For the fourth year in a row — and with the fastest time ever since modern regulations began in 2005 — California’s squid-fishing fleet (pictured) hit its annual limit early, with the more than 100 permitted boats landing about 118,000 tons of the slimy species known as Doryteuthis opalescens by October 18, nearly six months before the season ends on March 31, 2014. Much of that haul came from boats working the Channel Islands and Gaviota Coast with bright lights at night, when it’s easiest to snag the squid as they spawn near the shoreline. From there, the Southern California boats deliver their loads to processing centers in Ventura, Port Hueneme, and San Pedro, which then freeze the squid and ship most of them to China. Together with the squid fishers up north in the Monterey Bay, the industry rakes in about $70 million annually.
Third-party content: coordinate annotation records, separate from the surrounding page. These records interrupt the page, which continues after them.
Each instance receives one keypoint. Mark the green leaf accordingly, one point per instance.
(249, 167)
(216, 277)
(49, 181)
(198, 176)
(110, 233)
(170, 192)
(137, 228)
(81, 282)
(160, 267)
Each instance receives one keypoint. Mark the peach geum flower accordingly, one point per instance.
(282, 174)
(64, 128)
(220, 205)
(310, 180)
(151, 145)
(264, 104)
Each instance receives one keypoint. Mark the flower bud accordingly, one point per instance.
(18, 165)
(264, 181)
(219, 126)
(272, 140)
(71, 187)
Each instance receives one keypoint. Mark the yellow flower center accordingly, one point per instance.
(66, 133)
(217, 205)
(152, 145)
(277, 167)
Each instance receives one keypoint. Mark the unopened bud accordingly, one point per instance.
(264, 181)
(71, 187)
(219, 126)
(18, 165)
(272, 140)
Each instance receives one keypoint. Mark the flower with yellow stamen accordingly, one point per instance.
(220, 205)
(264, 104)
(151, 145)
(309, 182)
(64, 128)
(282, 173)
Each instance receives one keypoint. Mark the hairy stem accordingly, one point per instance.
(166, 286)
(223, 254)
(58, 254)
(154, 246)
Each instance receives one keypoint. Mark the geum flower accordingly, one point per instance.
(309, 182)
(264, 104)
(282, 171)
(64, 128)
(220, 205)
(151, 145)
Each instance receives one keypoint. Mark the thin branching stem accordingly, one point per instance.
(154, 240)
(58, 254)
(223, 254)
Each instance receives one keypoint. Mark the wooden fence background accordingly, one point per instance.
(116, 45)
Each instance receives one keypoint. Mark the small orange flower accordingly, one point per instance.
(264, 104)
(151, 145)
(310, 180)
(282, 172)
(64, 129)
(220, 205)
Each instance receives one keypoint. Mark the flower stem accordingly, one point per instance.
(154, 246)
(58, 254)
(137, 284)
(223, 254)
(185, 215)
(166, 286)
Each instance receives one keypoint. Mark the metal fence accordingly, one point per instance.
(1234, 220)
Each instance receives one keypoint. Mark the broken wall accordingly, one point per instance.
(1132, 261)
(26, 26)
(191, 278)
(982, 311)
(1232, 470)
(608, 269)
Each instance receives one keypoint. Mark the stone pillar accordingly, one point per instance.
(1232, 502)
“They’re the most valuable fishery in the state of California,” said Diane Pleschner-Steele, the Buellton-based director of the California Wetfish Producers Association, which represents commercial fishermen who catch squid, mackerel, sardine, and anchovy. “This was an unusual year. They were spawning way early and everywhere at the same time,” she explained, noting that her association’s research revealed more young squid in August than they usually see in the peak winter season. “It’s a phenomenon we haven’t seen before.”
Another twist this year was that the fishermen and processing centers were enlisted to help track the catch, filing reports daily so that the California Department of Fish and Wildlife would know how much fish was being harvested and wouldn’t shut the season early, as had been done in years past. “We were able to help the department and also maximize the value of the fishery,” said Pleschner-Steele, whose association spearheaded the unique relationship and one day hopes for electronic tracking. “It’s an uncommon partnership.”
But as much as squid fishermen relish these good years, they know the slow ones are only around the corner, as these “wetfish” species — so named because they were historically processed and put into cans while still wet — come in cycles. “Each resource has its ebbs and flows of abundance,” said Pleschner-Steele, “so you gotta make hay when the sun shines.” Next year’s season kicks off on April 1, 2014.